Diputar sedikit tensionernya, terpasanglah serpentine belt itu, pas melewati semua pulley. Ketika mesin dinyalakan, ternyata belt itu bergeser dari alurnya. Setelah diperbaiki letaknya dan mesin dinyalakan lagi, gagal total. Belt tensionernya patah. Sepertinya, itulah penyebab utama putusnya serpentine belt. Belt tensionernya sudah mau rusak, karena itu serpentine belt nya melonggar hingga akhirnya putus. Ciloko molopetoko…..
Kami pergi lagi mencari automatic belt tensioner yang baru. Lagi-lagi, ternyata bingung cara memasangnya. Bukan karena tidak tahu letaknya, akan tetapi karena letaknya sulit, terhimpit mesin yang bertumpuk. Tangan hampir tidak mungkin mencapainya. Namanya juga montir amatir, dongkrak pun model dongkrak antik…he..he. Jadi mobilnya tidak bisa terangkat tinggi-tinggi. Belum lagi keterbatasan peralatan.
Segala cara, sudut, arah yang mungkin, sudah dicoba untuk memasang tensioner yang baru itu, tanpa hasil. Agak putus asa, kami putuskan to give it one last try. Ternyata, di usaha terakhir itu, tensioner baru itu bisa terpasang. Selesai jam 8 malam…he..he. What a day!

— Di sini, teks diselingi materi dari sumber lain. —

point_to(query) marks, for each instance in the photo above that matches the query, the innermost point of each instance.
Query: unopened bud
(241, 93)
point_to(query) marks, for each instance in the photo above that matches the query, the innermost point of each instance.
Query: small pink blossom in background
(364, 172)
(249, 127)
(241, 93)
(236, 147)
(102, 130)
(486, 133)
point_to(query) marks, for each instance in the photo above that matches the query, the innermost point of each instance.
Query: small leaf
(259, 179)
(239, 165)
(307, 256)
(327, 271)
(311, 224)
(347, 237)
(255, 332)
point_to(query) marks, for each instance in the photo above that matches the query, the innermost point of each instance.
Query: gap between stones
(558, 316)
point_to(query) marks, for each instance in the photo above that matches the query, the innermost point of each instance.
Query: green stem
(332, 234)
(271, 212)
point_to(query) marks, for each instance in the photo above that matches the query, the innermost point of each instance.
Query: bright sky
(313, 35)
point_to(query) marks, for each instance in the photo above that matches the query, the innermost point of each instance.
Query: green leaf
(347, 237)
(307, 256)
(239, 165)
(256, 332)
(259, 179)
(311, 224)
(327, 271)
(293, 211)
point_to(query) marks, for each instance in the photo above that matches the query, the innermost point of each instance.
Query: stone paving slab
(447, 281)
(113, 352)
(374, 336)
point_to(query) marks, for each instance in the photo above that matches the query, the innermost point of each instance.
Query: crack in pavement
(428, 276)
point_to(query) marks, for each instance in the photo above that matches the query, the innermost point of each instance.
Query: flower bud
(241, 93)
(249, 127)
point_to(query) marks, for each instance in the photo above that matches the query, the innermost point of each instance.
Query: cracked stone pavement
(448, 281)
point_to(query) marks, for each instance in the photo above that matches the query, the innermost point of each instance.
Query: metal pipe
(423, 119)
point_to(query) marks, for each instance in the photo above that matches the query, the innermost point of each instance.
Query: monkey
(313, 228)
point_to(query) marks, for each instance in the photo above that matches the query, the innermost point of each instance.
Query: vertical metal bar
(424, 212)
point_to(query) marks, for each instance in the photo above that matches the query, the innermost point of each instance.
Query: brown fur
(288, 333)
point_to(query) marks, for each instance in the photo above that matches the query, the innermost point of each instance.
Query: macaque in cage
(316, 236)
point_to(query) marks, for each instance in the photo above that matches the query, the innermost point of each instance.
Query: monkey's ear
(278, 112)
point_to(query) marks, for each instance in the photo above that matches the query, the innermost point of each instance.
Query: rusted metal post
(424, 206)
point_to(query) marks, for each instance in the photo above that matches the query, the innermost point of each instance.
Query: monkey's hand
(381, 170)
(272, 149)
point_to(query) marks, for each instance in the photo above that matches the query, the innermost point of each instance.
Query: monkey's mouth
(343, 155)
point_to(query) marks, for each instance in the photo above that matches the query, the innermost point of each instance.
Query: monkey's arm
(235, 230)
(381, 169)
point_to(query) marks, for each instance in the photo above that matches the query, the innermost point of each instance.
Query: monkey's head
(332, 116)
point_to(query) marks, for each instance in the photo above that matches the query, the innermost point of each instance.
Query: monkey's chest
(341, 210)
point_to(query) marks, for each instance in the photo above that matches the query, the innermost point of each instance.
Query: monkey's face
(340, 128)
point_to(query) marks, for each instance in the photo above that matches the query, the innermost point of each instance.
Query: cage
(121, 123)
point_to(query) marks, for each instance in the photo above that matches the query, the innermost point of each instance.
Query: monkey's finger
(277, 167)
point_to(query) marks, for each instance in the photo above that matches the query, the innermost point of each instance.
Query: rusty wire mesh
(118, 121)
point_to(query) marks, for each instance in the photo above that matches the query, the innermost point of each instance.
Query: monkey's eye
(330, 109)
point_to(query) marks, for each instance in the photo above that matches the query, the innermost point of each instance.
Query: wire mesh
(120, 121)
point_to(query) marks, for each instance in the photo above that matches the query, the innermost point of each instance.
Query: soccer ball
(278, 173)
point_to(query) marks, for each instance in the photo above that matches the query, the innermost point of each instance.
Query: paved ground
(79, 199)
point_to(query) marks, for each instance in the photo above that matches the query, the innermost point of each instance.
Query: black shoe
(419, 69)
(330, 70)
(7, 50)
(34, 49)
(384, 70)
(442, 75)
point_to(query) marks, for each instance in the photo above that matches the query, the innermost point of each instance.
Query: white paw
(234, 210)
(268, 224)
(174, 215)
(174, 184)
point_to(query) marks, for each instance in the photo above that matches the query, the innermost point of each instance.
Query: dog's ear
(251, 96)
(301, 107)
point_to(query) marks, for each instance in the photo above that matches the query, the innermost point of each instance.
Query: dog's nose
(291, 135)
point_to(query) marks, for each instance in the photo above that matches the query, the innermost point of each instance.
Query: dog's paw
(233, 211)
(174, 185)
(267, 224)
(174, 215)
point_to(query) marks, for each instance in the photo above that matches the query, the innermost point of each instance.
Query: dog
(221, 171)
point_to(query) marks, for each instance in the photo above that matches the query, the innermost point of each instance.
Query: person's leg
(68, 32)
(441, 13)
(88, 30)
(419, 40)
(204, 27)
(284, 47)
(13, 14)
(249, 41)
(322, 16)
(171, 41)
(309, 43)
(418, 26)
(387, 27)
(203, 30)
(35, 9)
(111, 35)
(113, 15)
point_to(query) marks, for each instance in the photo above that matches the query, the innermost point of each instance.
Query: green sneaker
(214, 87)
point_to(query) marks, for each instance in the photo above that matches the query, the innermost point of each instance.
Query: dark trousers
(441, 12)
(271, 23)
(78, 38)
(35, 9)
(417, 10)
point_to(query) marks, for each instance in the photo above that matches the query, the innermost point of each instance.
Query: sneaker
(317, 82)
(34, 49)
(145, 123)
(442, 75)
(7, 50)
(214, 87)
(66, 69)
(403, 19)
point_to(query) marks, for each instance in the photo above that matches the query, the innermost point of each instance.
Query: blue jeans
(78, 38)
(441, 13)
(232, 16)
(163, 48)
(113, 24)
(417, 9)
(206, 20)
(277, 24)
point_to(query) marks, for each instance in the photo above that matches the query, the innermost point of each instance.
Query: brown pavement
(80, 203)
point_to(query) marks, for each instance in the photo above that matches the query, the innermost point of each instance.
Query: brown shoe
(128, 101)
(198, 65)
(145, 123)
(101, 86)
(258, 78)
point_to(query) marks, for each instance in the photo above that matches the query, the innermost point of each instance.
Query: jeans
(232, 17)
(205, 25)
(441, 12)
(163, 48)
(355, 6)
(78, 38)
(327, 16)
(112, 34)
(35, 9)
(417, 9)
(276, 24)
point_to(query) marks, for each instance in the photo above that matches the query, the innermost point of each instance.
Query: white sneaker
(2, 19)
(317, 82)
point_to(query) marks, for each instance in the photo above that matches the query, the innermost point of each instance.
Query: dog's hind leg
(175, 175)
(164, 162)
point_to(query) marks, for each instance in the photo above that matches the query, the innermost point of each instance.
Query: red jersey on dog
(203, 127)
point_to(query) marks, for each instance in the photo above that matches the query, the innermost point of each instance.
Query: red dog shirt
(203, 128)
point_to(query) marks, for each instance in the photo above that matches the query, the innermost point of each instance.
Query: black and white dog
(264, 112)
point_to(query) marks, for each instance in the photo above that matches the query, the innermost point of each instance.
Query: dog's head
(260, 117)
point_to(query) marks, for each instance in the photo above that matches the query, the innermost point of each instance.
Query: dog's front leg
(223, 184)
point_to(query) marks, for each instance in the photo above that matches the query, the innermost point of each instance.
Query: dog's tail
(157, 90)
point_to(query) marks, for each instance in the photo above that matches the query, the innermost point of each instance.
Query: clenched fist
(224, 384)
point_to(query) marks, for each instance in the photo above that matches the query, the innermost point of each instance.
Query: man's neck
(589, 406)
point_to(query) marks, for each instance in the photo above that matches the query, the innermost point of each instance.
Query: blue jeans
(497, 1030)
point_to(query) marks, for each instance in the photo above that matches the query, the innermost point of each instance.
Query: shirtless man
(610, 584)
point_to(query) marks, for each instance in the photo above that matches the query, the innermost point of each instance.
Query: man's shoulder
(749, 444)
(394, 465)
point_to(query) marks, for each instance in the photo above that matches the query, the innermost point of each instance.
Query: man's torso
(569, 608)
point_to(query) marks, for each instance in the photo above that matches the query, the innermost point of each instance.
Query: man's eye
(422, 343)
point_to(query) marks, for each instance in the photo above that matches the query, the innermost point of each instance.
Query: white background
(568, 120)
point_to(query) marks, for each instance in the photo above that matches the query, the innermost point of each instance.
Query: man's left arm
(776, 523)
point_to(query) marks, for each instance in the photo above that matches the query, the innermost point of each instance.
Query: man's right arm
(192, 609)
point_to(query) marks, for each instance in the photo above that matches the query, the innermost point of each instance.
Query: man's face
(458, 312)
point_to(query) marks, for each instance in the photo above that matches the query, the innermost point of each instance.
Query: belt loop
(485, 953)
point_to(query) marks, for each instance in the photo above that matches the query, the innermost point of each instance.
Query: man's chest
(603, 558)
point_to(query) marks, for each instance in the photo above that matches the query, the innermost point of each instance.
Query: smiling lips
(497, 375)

Sekarang mobilnya sudah beres, semoga tahan lama dan tidak ada masalah lagi. Namanya juga baru pertama kali bongkar mobil sendiri, jadi nggak yakin akan hasilnya…he..he. Oh ya, saya baru ingat, istilah-istilah mobil yang kita gunakan di Indonesia lebih banyak berasal dari bahasa Belanda: kopling, persneling dan lain-lain. Jadi agak repot juga kalau berurusan dengan bengkel dan toko onderdil (nah lu, ini juga sepertinya dari bahasa Belanda) di negeri berbahasa Inggris.